Correctness and Validation

Explanation

A numerical program is not validated just because it produces a number once. It must be organized so that wrong results can be found, localized, and corrected.

The idea is similar to assembling a car. A car has many parts: an engine, doors, brakes, wheels, wiring, and many smaller components. If you assemble the whole car first and only then do a driving test, a failure tells you that something is wrong, but not which part caused it.

Real inspection is built in layers. Inspect each part before installing it. After combining several parts, inspect that combination by itself. Then test the whole car. Software needs the same structure. A long program with hidden global state is like a car that can only be inspected after final assembly.

This section develops three connected habits:

  • design code as small Rust functions that can be tested independently,
  • think about edge cases and failure modes before trusting results,
  • save enough information that a result can be inspected and reproduced later.

Test-driven development, or TDD, is a discipline for making the first habit concrete. Write the expected behavior as tests before writing the implementation. This is hard for humans because we naturally want to implement first and check casually afterward. TDD makes that shortcut visible.

A Rust/Cargo-first validation loop is:

  1. design a small function boundary,
  2. write fast tests in the Cargo project,
  3. run cargo test,
  4. run larger validation experiments only after the small tests pass,
  5. save results and metadata so the experiment can be inspected later.

Rust does not prove that a numerical algorithm is scientifically correct, but the compiler catches many type, ownership, and interface errors before long validation runs start. That makes it easier to keep fast checks in the ordinary development loop.

Tests also support handoff. If another person, or an AI agent, changes the code, the test suite gives a fast way to check whether the change broke existing behavior. Tests should therefore be fast. Small unit tests should run in seconds, and even in a large project the ordinary test suite should ideally finish in a few minutes or less. Expensive scientific validation can be kept as a separate check.
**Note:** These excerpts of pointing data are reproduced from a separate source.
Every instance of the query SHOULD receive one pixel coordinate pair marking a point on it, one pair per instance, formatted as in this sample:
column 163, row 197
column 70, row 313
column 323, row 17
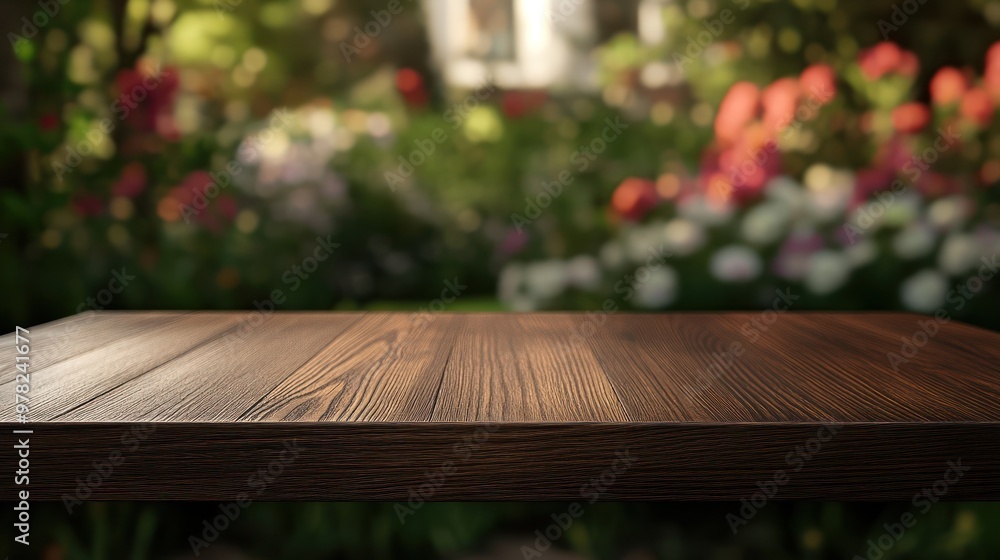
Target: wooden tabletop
column 363, row 406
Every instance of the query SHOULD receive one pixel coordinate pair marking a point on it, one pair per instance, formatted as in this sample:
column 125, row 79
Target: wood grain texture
column 522, row 406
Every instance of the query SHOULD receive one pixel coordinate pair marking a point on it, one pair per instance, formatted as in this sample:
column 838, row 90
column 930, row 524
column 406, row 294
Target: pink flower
column 146, row 99
column 948, row 85
column 780, row 100
column 633, row 198
column 911, row 117
column 740, row 106
column 819, row 82
column 516, row 104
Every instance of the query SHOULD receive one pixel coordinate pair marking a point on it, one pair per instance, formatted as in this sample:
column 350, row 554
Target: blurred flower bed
column 206, row 153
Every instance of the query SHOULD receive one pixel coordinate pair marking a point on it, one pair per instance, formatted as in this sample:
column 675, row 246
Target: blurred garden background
column 534, row 152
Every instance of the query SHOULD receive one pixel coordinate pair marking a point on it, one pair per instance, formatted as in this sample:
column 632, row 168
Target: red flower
column 977, row 107
column 991, row 81
column 780, row 100
column 411, row 86
column 633, row 198
column 740, row 106
column 146, row 99
column 948, row 85
column 993, row 55
column 131, row 182
column 516, row 104
column 910, row 117
column 909, row 65
column 819, row 82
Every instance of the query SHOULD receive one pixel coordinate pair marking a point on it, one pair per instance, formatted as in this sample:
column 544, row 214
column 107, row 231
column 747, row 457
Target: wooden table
column 395, row 406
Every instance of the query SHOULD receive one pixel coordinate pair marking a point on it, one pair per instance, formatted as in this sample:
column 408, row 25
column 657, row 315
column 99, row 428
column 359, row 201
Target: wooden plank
column 524, row 368
column 516, row 461
column 530, row 406
column 77, row 380
column 386, row 368
column 59, row 340
column 222, row 379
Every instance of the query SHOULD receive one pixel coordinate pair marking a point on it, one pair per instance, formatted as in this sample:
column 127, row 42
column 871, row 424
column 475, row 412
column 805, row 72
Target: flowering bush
column 904, row 229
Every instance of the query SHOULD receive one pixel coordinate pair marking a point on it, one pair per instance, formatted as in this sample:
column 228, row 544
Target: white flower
column 657, row 291
column 958, row 253
column 861, row 253
column 787, row 191
column 683, row 237
column 827, row 271
column 765, row 223
column 924, row 291
column 640, row 242
column 915, row 241
column 949, row 212
column 701, row 210
column 612, row 255
column 509, row 283
column 583, row 272
column 735, row 263
column 546, row 279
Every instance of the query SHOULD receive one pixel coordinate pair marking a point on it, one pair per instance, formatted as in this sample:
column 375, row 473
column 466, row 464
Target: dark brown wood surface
column 505, row 406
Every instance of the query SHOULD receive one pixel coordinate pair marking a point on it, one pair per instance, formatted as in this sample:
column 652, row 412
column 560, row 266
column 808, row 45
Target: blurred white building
column 531, row 43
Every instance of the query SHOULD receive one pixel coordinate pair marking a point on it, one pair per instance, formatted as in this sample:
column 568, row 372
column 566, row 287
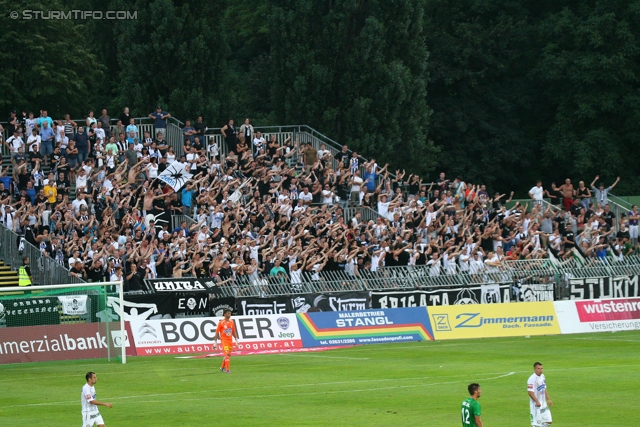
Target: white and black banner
column 246, row 306
column 346, row 301
column 533, row 292
column 73, row 304
column 604, row 287
column 481, row 294
column 188, row 284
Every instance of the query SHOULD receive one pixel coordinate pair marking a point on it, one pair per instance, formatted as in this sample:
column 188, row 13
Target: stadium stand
column 276, row 210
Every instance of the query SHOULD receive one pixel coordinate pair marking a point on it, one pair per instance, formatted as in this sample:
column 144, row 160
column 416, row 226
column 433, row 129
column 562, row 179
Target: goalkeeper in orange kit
column 226, row 331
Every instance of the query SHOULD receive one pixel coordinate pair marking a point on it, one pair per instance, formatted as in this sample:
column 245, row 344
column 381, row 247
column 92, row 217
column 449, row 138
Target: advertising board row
column 282, row 332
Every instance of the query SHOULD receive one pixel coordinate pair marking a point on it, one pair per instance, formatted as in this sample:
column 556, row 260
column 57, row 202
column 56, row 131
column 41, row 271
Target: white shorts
column 89, row 419
column 540, row 416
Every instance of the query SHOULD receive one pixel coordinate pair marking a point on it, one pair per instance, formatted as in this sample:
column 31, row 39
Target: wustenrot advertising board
column 322, row 329
column 621, row 314
column 268, row 333
column 494, row 320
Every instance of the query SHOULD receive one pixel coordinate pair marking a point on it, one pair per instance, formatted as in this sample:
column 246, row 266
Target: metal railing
column 44, row 269
column 537, row 271
column 176, row 220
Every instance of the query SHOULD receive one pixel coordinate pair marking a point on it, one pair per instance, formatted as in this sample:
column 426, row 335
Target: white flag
column 73, row 304
column 237, row 194
column 176, row 175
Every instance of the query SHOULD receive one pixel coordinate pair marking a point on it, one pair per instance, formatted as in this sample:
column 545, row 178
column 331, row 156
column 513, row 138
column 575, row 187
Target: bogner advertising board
column 606, row 315
column 326, row 329
column 494, row 320
column 267, row 332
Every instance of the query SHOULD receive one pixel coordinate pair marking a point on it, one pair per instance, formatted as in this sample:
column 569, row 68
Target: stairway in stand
column 8, row 277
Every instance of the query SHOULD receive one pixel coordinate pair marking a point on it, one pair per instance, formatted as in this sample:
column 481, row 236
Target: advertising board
column 607, row 315
column 493, row 320
column 60, row 342
column 321, row 329
column 195, row 335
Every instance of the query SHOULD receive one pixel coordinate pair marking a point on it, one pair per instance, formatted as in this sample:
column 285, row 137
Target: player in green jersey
column 471, row 407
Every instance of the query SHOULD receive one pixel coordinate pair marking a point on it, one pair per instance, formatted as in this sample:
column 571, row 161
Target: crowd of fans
column 271, row 209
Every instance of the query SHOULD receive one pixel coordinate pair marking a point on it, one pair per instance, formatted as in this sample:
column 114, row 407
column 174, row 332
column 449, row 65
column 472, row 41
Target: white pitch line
column 395, row 387
column 271, row 387
column 606, row 339
column 332, row 357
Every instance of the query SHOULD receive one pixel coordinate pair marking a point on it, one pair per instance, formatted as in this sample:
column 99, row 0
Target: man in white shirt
column 539, row 400
column 305, row 196
column 327, row 195
column 90, row 413
column 14, row 142
column 100, row 134
column 383, row 206
column 78, row 203
column 33, row 142
column 537, row 192
column 356, row 183
column 258, row 142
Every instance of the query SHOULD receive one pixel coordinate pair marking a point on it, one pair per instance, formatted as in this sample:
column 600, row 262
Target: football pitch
column 592, row 380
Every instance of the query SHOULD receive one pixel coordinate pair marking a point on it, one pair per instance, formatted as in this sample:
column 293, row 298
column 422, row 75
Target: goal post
column 62, row 322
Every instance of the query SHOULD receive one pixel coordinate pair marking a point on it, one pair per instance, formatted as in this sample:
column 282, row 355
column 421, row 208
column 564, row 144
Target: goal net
column 62, row 322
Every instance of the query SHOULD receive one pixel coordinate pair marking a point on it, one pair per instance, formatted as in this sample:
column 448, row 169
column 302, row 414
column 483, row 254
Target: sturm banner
column 329, row 302
column 602, row 315
column 604, row 287
column 533, row 292
column 483, row 294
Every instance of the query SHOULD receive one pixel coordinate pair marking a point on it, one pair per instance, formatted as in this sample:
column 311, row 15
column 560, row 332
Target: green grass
column 592, row 380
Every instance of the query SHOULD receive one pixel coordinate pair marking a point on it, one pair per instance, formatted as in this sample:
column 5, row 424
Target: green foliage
column 360, row 74
column 47, row 64
column 173, row 55
column 589, row 66
column 407, row 384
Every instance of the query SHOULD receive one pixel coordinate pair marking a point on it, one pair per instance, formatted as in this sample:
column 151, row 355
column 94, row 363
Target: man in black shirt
column 96, row 272
column 78, row 270
column 135, row 277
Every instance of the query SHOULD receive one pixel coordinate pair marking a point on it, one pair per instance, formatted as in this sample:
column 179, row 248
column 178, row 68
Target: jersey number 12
column 465, row 417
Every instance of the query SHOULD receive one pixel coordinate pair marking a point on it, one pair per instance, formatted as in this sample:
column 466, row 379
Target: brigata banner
column 322, row 329
column 604, row 287
column 482, row 294
column 606, row 315
column 494, row 320
column 61, row 342
column 195, row 335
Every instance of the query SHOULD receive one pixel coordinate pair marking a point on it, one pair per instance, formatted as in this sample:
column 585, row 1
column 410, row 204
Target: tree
column 479, row 90
column 590, row 69
column 358, row 71
column 47, row 63
column 173, row 54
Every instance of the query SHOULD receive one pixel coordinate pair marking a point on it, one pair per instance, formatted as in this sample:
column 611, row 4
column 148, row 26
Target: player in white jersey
column 90, row 413
column 539, row 400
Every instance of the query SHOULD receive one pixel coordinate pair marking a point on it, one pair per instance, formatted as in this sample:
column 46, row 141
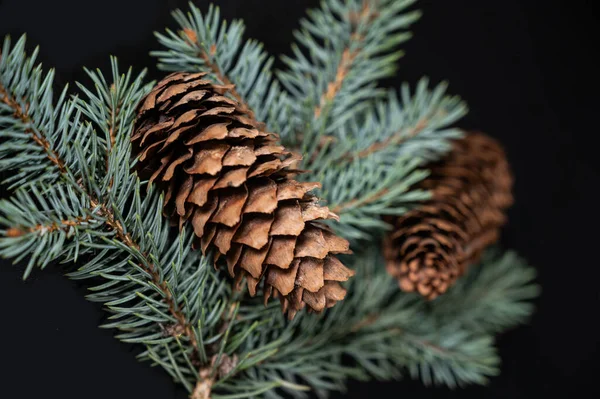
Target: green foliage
column 388, row 334
column 75, row 201
column 32, row 126
column 369, row 167
column 205, row 42
column 342, row 48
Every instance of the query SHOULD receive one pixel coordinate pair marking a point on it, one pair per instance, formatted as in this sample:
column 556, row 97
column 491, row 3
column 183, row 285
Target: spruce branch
column 370, row 164
column 387, row 334
column 494, row 296
column 205, row 42
column 147, row 279
column 342, row 49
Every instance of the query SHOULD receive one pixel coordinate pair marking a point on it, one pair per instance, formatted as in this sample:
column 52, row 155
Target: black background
column 526, row 70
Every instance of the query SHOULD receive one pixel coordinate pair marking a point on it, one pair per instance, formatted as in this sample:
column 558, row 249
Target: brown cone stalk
column 432, row 245
column 228, row 177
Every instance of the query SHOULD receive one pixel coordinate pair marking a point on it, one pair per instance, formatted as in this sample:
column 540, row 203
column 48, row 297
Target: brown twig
column 44, row 229
column 191, row 36
column 348, row 56
column 21, row 114
column 110, row 221
column 394, row 139
column 358, row 202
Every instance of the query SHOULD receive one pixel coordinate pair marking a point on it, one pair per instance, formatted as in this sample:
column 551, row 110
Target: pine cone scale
column 228, row 177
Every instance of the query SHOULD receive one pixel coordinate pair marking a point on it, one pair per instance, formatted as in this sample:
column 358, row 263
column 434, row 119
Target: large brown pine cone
column 432, row 245
column 227, row 176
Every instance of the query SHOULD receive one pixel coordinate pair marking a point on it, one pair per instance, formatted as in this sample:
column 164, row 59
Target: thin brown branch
column 348, row 56
column 125, row 238
column 359, row 202
column 22, row 114
column 49, row 228
column 394, row 139
column 191, row 36
column 110, row 221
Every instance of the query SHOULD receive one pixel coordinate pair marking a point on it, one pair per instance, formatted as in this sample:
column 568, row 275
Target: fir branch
column 23, row 116
column 342, row 49
column 493, row 297
column 369, row 165
column 388, row 334
column 205, row 42
column 30, row 123
column 158, row 291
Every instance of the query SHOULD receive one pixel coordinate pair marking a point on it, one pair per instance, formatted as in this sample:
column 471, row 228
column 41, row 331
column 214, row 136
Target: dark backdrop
column 525, row 70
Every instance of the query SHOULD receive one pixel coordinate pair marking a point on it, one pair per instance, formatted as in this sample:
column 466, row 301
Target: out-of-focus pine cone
column 228, row 177
column 432, row 245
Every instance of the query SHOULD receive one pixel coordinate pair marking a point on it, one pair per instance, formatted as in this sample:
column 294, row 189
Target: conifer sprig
column 74, row 201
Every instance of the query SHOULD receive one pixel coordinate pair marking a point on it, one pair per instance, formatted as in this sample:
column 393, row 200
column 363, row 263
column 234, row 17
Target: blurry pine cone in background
column 232, row 181
column 432, row 245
There is one AI-specific risk: an agent may make tests pass by weakening or rewriting the tests themselves. That is not validation. Review test changes first. For important reference cases, keep independent verification data: fixed inputs, expected outputs, tolerances, provenance, and notes stored in a place that is reviewed separately from ordinary implementation edits.

One example of this idea is tensor-ad-oracles, which stores machine-readable oracle data for derivative-correctness checks.

Things to look up

  • Unit test
  • Test suite
  • Regression test
  • Edge case
  • Failure mode
  • Reproducibility
  • Oracle data
  • Provenance
  • Cargo
  • cargo test
  • Compile-time error

Exercise

Choose one computational task, such as computing an average, finding a root, or running a small Monte Carlo simulation. Write a short validation plan with:

  • the Rust function boundaries that should be tested independently,
  • the edge cases and failure modes to check,
  • the cargo test checks that should run quickly,
  • the larger validation runs that may be slower,
  • the information that should be saved with the final result.

Advanced: ask an AI agent to inspect the tensor-ad-oracles repository and summarize what kinds of information are stored in its oracle data. Do not ask for a full explanation of automatic differentiation; focus on what is stored for verification.

Notes for the exercise

  • Separate fast tests from expensive validation runs.
  • Use explicit Rust function inputs instead of hidden global mutable state.
  • Include at least one check that would catch a scientifically misleading result even if the code runs without an error.
  • Explain how the tests would help another person continue the work.
  • If an AI agent helps, review changes to tests and verification data before reviewing implementation changes.